Endoplasmic Reticulum Stress
As previously reported, HAEC can induce an atherosclerotic state by TRL isolated from human blood after HFM. Wang et al. explored the role of endoplasmic reticulum (ER) stress in TRL metabolism and VCAM-1 regulation. Blood samples were collected before and 3.5 h after HFM from healthy subjects and hypertriglyceridemia patients. TRL was separated from postprandial blood samples by ultracentrifugation. HAECs were cultured in Petri dishes for 4 h. The HAEC endoplasmic reticulum morphology was imaged by confocal microscopy and immunofluorescence staining of calreticulin. It was found that the expansion of ER was significantly increased by HAEC treated with postprandial TRL, and the production of TRL after meals increased the adhesion of VCAM-1-dependent monocytes to the inflammatory endothelium.

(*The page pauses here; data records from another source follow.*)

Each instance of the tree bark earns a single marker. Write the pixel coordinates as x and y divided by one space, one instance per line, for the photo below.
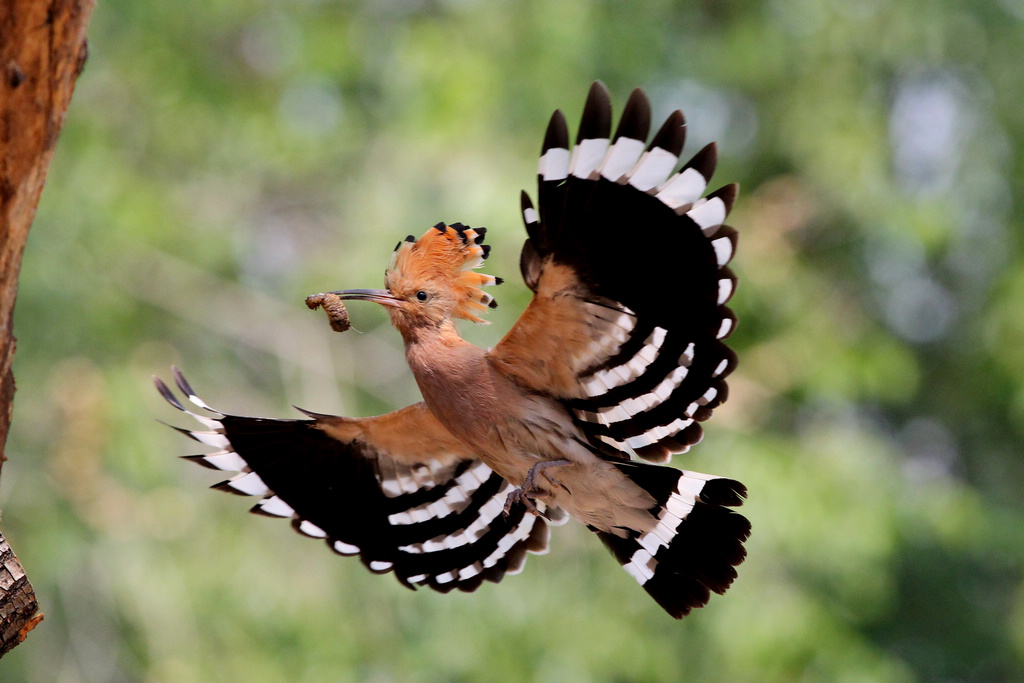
42 52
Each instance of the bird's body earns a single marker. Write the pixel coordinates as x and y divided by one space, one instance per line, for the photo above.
615 360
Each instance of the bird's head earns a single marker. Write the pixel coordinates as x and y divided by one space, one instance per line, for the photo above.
431 280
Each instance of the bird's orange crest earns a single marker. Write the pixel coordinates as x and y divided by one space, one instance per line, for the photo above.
443 259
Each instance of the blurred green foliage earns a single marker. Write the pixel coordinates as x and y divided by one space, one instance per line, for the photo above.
224 159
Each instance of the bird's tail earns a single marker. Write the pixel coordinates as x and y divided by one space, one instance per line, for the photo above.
696 542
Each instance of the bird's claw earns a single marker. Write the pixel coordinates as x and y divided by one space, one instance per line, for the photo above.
519 495
528 491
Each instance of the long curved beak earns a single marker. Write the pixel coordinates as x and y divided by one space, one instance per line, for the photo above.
382 297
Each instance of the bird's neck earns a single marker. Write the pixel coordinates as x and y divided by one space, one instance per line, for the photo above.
453 375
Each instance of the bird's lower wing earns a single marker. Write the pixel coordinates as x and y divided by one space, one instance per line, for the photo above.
628 262
397 489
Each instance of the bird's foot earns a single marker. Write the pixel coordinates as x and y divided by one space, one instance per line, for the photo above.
528 491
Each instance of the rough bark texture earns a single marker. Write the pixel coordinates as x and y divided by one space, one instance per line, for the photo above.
42 51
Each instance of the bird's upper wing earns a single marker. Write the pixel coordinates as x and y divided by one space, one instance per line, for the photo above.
628 262
396 489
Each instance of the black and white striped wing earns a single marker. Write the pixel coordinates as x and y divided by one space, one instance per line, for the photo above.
629 263
397 491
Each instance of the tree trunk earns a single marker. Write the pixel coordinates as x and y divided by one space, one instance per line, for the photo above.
42 51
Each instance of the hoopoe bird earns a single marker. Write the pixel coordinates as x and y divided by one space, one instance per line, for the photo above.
611 369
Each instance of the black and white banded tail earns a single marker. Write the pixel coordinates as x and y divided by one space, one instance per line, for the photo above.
696 543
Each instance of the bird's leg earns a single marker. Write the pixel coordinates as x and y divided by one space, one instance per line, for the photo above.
524 493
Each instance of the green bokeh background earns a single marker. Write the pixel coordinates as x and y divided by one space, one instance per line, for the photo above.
223 159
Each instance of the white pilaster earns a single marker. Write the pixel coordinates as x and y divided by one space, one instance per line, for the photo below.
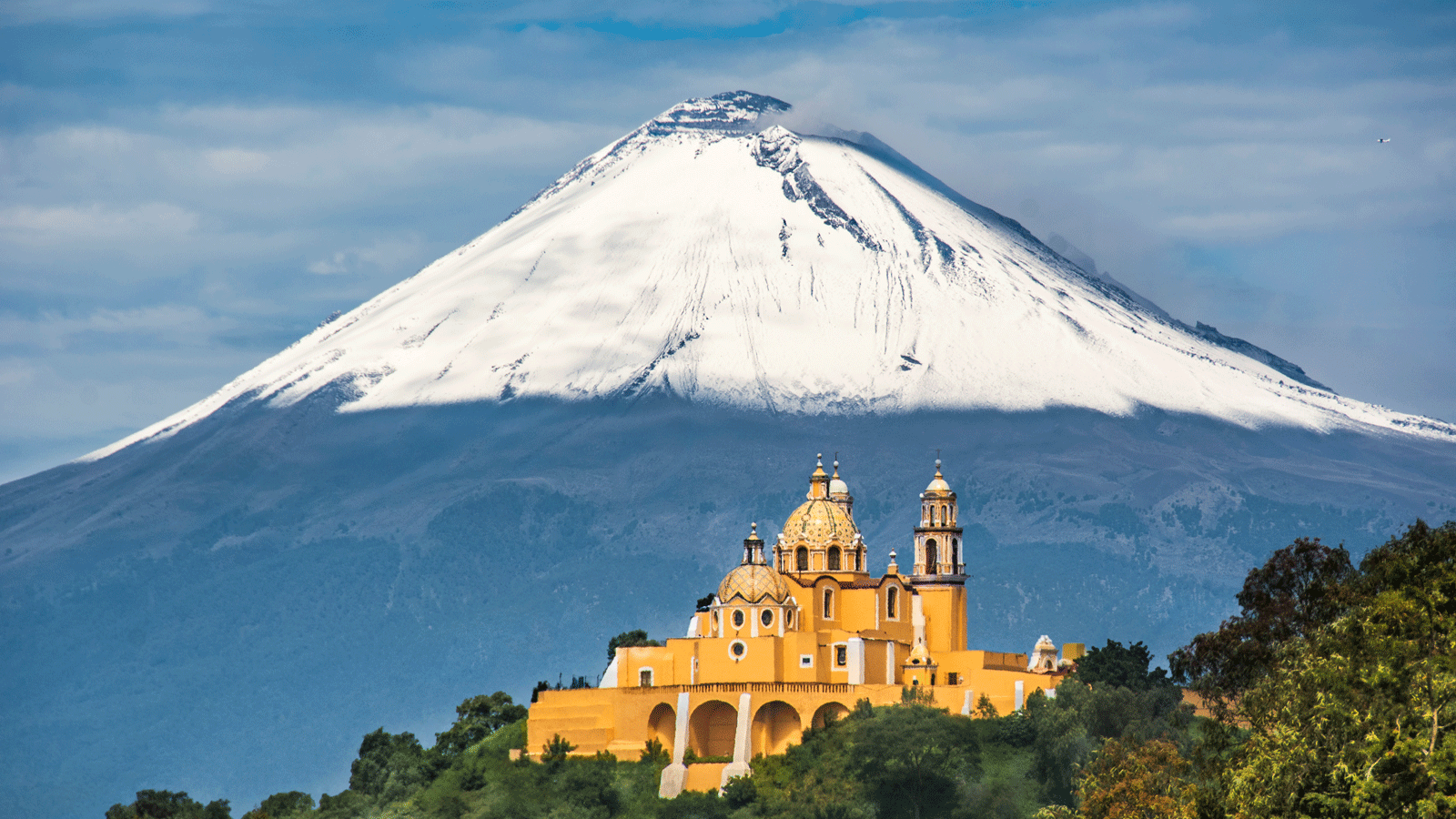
856 661
676 774
742 742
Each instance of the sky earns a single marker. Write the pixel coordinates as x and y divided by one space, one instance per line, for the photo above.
188 187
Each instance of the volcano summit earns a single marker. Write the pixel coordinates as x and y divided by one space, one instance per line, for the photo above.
550 436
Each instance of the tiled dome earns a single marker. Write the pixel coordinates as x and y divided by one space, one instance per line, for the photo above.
754 583
820 522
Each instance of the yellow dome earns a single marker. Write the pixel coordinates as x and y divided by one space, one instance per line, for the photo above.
938 482
820 522
753 581
919 656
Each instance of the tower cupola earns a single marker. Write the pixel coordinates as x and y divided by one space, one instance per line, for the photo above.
820 535
938 537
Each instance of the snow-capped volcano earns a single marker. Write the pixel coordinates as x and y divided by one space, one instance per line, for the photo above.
725 258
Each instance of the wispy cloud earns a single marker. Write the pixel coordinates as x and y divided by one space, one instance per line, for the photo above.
262 165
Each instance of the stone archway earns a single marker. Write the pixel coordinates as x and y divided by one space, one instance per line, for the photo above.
662 726
829 712
713 727
775 727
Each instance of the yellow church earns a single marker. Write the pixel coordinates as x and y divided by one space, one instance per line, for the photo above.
795 636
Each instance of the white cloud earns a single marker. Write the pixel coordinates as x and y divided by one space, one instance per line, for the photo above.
95 223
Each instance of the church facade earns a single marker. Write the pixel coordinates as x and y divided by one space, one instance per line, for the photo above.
794 637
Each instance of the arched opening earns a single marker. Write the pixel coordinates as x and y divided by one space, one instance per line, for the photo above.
662 726
829 713
775 727
711 731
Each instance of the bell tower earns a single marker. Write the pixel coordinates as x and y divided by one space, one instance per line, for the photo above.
938 573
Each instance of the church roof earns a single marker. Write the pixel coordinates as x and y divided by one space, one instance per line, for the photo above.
753 581
820 522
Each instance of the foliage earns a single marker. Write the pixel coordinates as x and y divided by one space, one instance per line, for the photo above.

It was indicated that ER stress plays a role in the regulation of VCAM-1 transcription in endothelial cells during the process of atherosclerosis induced by postprandial lipemia (75) (Figure 1).
Mitochondrial Dynamics
The mitochondria are thought to be the cell's power source because they produce the metabolic fuel ATP (76). Inflammation, apoptosis, and oxidative stress can promote the development of atherosclerotic plaques, and dysfunction caused by mitochondrial injury can promote these processes (77). Animal experiments showed that the binding rate of mitochondrial guanosine diphosphate (GDP) in brown adipose tissue was measured at one or more time points after the dietary test to indicate the uncoupling respiration rate, and Na+-K+-ATPase activity represented the coupled rate. It was found that the binding rate of GDP increased by 85% after the test, and the increase was the largest in the early postprandial period. It significantly decreased at 10 h after meal. This indicates that the proton conduction pathway in brown adipose tissue can be activated after a single meal (78) (Figure 1).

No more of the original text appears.